We have not come to the bottom of this economic downturn yet and one of its prime causes was the sub prime mortgage debacle from which there can be no easy escape. It is unavoidable that there will be more pain to come from the lunacy our bankers imposed on the rest of us with their profligacy and stupidity. Their greed seemed to make them forget their own rules and codes and common sense. Because there was big money to be had while the music played no one remembered that it was bound to stop. There were no soft landings to be found.

However poorly reported it has been Bush and Brown will have been told that there have been food riots in several countries around the globe in the last months, and similarly there have been further violent riots about the price and availability of oil products. We stand together on the edge of a general breakdown of international law and order, divided by days from disintegration.

The sovereign investment groups do have enough money to strap a financial parachute onto America’s back as it leaps into the precipitous drop into the money chasm so that their landing is cushioned. I’m not sure that they aren’t getting too much fun watching the US discomforted. The Germans have a word for it, “schadenfreude”, which means the sheer pleasure of observing someone you don’t like, suffer misfortune. The big funds come out of the oil rich Arab states, China and some other Asian success stories. I think they’ll enjoy America suffering. However, in the end where else is there for them to invest that’s a better, bigger investment opportunity which they can also enjoy living in if all else fails. America has gone from being the engine to become the envied lifestyle.

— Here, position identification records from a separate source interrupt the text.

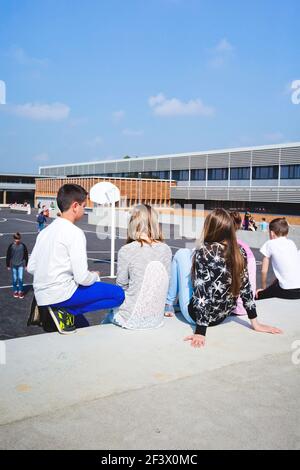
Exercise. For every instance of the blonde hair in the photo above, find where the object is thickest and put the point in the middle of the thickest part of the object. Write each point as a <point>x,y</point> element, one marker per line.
<point>144,222</point>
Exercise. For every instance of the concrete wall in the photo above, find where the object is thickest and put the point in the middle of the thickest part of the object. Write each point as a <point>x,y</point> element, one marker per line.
<point>187,226</point>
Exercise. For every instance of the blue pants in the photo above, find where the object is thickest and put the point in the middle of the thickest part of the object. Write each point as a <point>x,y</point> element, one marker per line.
<point>181,283</point>
<point>98,296</point>
<point>17,278</point>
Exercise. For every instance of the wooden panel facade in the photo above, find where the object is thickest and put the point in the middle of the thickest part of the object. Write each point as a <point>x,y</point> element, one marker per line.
<point>132,190</point>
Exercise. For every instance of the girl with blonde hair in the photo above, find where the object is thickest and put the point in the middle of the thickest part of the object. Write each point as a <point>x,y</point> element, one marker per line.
<point>143,272</point>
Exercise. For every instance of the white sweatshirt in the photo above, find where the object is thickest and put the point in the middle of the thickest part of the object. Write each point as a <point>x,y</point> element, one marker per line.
<point>59,262</point>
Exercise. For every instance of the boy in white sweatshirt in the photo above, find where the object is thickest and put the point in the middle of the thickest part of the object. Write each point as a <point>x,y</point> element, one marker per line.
<point>61,279</point>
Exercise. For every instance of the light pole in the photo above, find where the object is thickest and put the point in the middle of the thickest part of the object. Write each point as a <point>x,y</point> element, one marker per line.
<point>140,175</point>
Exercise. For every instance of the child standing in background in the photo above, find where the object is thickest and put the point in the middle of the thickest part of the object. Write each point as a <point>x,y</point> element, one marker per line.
<point>16,261</point>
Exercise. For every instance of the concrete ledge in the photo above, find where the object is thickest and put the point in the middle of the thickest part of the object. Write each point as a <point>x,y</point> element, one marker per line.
<point>50,372</point>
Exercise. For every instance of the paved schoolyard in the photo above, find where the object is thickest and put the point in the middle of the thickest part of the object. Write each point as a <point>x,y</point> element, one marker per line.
<point>14,312</point>
<point>109,388</point>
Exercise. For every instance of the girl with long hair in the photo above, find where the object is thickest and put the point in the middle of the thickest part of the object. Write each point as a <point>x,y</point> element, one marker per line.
<point>143,272</point>
<point>219,276</point>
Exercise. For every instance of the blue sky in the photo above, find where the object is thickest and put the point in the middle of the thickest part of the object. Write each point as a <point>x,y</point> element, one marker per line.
<point>101,79</point>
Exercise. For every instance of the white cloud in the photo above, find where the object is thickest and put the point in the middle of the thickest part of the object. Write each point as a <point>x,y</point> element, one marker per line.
<point>41,157</point>
<point>174,107</point>
<point>40,112</point>
<point>20,56</point>
<point>132,132</point>
<point>274,137</point>
<point>117,116</point>
<point>221,53</point>
<point>223,46</point>
<point>95,142</point>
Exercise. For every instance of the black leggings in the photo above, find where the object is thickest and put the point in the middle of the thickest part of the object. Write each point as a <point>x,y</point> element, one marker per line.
<point>274,290</point>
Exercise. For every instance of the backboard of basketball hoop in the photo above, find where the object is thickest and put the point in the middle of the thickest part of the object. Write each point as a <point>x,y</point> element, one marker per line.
<point>104,193</point>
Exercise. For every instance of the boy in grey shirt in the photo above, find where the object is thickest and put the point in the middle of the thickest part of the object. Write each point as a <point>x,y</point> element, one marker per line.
<point>16,261</point>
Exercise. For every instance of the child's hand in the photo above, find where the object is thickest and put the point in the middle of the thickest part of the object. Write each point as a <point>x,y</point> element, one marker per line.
<point>259,327</point>
<point>197,341</point>
<point>257,292</point>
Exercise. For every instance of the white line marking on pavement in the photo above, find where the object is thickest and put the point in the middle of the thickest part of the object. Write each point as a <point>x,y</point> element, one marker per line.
<point>23,233</point>
<point>24,220</point>
<point>101,260</point>
<point>10,287</point>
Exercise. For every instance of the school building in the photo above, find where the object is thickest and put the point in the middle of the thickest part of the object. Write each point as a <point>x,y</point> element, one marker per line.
<point>263,178</point>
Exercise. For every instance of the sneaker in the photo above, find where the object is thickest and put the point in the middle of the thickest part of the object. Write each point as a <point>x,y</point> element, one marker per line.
<point>64,321</point>
<point>169,310</point>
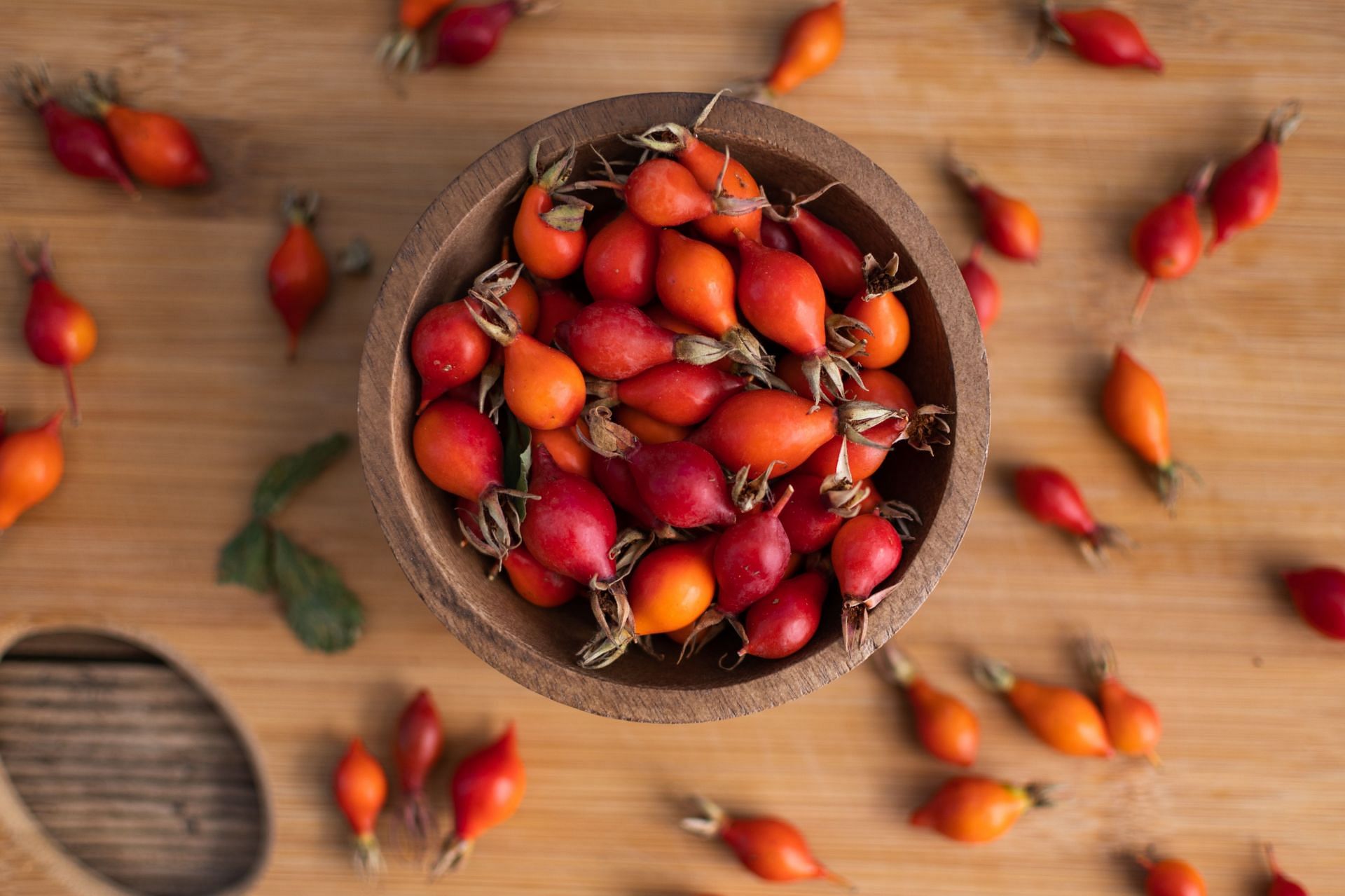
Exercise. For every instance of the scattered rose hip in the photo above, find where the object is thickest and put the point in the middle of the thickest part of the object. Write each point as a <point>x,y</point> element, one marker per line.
<point>361,790</point>
<point>770,848</point>
<point>1247,190</point>
<point>83,146</point>
<point>1060,717</point>
<point>1136,409</point>
<point>32,464</point>
<point>1320,598</point>
<point>1166,241</point>
<point>977,811</point>
<point>1099,35</point>
<point>60,331</point>
<point>299,275</point>
<point>1054,499</point>
<point>946,726</point>
<point>656,431</point>
<point>158,149</point>
<point>488,789</point>
<point>1171,878</point>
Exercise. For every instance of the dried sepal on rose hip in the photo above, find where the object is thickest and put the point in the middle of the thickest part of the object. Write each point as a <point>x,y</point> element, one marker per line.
<point>1098,35</point>
<point>946,726</point>
<point>58,329</point>
<point>770,848</point>
<point>83,146</point>
<point>1061,717</point>
<point>32,466</point>
<point>361,790</point>
<point>1166,241</point>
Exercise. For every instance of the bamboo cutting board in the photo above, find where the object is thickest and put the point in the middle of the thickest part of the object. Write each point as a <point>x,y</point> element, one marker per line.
<point>188,397</point>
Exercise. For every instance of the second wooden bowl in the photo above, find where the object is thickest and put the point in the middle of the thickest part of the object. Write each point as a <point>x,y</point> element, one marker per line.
<point>460,236</point>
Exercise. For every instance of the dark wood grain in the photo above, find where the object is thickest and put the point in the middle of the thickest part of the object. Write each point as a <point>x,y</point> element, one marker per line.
<point>128,766</point>
<point>459,236</point>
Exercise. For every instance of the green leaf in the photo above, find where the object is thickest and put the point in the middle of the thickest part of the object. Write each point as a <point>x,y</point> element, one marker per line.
<point>247,558</point>
<point>322,611</point>
<point>292,473</point>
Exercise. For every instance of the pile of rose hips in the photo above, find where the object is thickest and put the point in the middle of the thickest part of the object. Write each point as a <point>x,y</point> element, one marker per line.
<point>696,392</point>
<point>486,790</point>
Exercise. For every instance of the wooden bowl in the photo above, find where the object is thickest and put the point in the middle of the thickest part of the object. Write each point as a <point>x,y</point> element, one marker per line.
<point>460,236</point>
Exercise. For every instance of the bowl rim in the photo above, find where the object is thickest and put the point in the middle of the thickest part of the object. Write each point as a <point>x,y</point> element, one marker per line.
<point>381,425</point>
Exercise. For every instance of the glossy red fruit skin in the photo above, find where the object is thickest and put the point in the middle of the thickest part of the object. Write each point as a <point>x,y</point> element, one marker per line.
<point>616,340</point>
<point>1054,499</point>
<point>420,740</point>
<point>864,553</point>
<point>571,528</point>
<point>1108,38</point>
<point>537,584</point>
<point>616,481</point>
<point>1320,598</point>
<point>678,392</point>
<point>665,194</point>
<point>783,622</point>
<point>621,261</point>
<point>837,261</point>
<point>752,558</point>
<point>682,485</point>
<point>1173,878</point>
<point>556,305</point>
<point>783,298</point>
<point>459,448</point>
<point>985,291</point>
<point>448,349</point>
<point>470,34</point>
<point>778,236</point>
<point>807,520</point>
<point>488,787</point>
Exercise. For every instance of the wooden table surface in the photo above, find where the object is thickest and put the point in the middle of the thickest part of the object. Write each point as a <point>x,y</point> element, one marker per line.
<point>190,396</point>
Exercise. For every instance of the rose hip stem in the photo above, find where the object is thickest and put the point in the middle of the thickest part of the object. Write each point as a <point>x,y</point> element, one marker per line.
<point>83,146</point>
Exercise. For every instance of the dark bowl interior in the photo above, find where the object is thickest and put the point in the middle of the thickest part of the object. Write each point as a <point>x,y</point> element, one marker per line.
<point>460,236</point>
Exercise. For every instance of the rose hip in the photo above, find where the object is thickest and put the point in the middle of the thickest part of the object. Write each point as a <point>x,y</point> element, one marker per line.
<point>619,263</point>
<point>946,726</point>
<point>810,46</point>
<point>681,483</point>
<point>1133,724</point>
<point>1320,598</point>
<point>1136,409</point>
<point>1165,244</point>
<point>551,238</point>
<point>977,811</point>
<point>985,292</point>
<point>488,789</point>
<point>60,331</point>
<point>1061,717</point>
<point>361,790</point>
<point>1246,193</point>
<point>299,275</point>
<point>1054,499</point>
<point>1102,36</point>
<point>770,848</point>
<point>677,392</point>
<point>1171,878</point>
<point>1010,226</point>
<point>420,740</point>
<point>83,146</point>
<point>32,466</point>
<point>156,147</point>
<point>783,622</point>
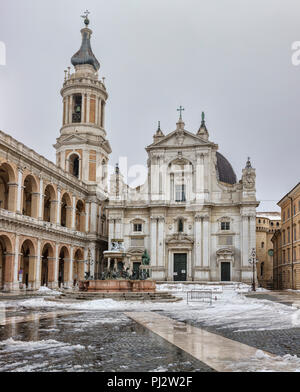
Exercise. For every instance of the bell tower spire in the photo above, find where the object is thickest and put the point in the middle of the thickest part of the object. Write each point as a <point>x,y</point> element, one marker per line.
<point>82,143</point>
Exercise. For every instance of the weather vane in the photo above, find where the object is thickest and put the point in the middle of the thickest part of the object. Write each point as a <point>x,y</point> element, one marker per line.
<point>85,17</point>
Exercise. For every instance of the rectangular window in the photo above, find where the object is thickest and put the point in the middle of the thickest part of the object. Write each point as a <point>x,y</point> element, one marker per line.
<point>225,240</point>
<point>137,227</point>
<point>225,225</point>
<point>180,193</point>
<point>137,242</point>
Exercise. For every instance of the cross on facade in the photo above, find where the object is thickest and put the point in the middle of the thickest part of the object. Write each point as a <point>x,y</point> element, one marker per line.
<point>85,17</point>
<point>86,14</point>
<point>181,109</point>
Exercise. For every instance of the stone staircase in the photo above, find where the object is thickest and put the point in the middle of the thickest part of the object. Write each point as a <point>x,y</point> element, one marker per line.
<point>159,296</point>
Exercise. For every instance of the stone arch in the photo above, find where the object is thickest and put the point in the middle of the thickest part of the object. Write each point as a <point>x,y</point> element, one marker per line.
<point>47,264</point>
<point>74,161</point>
<point>27,268</point>
<point>66,210</point>
<point>6,262</point>
<point>63,265</point>
<point>30,196</point>
<point>78,266</point>
<point>8,187</point>
<point>50,202</point>
<point>80,216</point>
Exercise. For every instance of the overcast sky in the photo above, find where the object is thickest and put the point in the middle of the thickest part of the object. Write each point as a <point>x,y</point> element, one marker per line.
<point>229,58</point>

I have always liked America and what it has stood for historically. I don’t believe it has unfailingly done the right thing, but name a single country that has. It has tried to do the right thing on most occasions and that’s a big plus for the rest of us. America is, therefore, generally a benign influence and a guardian for what’s right and decent. Despite the protests against Bush for breathing in and out I am convinced that most people share my positivism towards the USA. My reason for saying this is not because there has been a poll on which I can base this argument; it’s subtler than that. But ask yourself what television and films you watch, what music you listen to, what games you play and books you read? The odds are enormously high that the vast majority of these will come from America. Add to this the shops, the clothing lines, the restaurants, fast food outlets and coffee bars, predominately from the States. We are culturally very closely linked to America, not because we have to be, but because most of us want to be. The sneering glitterati will stick their noses up at this argument as they despise America, but are nevertheless irresistibly drawn towards it.

Does this decreasing economic power of the American juggernaut lessen the country’s ability to dictate events politically on a global scale? Not yet, is the answer for now. America is still the sole superpower; able to project its power, economically, socially and militarily around the world, when and how it wants. But this will not continue to be the case if the American economy fails to get its own economic house in order. I think, on balance, that this is more than a desirable outcome if you love our western form of democracy and lifestyle.